Black of white

Au nord de la savane.

Rupture du jeûne - 31minutes.

La caravane ralentit sa course puis s’arrête.

Déposant à terre leur sarbacane, un clan installe son camp pour la nuit…

Regarde papa ! Les animaux, EUX , ils savent qu’ On est Dehors ! “

Taçanou, vois tu en ta maman  le bébé à naître dans moins d’une Lune ?

D’Ici, il s’en est allé en dedans et le “voîlà” de retour Ici à travers 9 mois de ténèbres…

 OK, j’ai compris. C’est comme “pierre qui roule n’amasse pas mousse”.
 
Pardon ?  Je n’ai pas saisi…
 
Si ! Tu sais ! Mais tu as oublié comme vous tous les grands… Quand je suis née, j’avais déjà 9 mois. Et pourquoi d’un coup tu as cet air désopilé  ?  Tiens, lis mais promets moi d’abord d’en rire…  J’ai “écris” ça pour ne pas oublier…

“ J’ai 4 Ans… Je ne sais pas encore écrire, seulement dessiner. Mon papa pense tout le temps à de gentils desseins et comme il a besoin de silence pour ça, on a dû apprendre sous la hutte à lui parler avec nos regards.

Et comme j’ai vite trouvé ce jeu amusant, je me suis mise à dessiner partout.

Comme une limace bavant son parcours à reculon sur l’hypothénuse sud d’une pyramide inversée par le souffle de la ruée des Tatars s’élançant en un ultime élan vers leur maternelles et si tendres steppe et toundra…
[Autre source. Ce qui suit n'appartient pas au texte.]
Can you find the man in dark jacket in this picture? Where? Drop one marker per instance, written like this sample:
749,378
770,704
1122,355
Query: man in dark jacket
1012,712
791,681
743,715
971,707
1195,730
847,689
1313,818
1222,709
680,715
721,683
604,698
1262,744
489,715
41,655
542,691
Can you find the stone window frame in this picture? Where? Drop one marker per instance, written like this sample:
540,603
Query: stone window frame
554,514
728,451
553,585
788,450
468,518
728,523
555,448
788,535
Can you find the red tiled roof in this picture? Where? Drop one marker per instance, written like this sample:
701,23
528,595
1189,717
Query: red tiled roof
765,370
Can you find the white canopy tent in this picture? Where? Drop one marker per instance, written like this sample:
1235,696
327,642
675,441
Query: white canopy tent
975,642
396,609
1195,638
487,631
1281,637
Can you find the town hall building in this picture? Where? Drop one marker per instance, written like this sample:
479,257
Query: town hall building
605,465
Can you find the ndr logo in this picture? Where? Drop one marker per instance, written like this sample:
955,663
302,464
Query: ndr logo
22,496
Ou comme un serpent à sonnettes se découvrant une vocation de sniper indépendant en réussissant à atteindre par un impur hasard le centre du cercle qu’il forme en se mordant carrément la queue…

Mes graffitis, tags astiqués ou dessins domestiqués me préservent de mon propre oubli.

C’est le seul mot que j’ai retenu en épiant mon “papa à moi toute seule” chantant de toute son âme sous le baobab aux mille et un sésames …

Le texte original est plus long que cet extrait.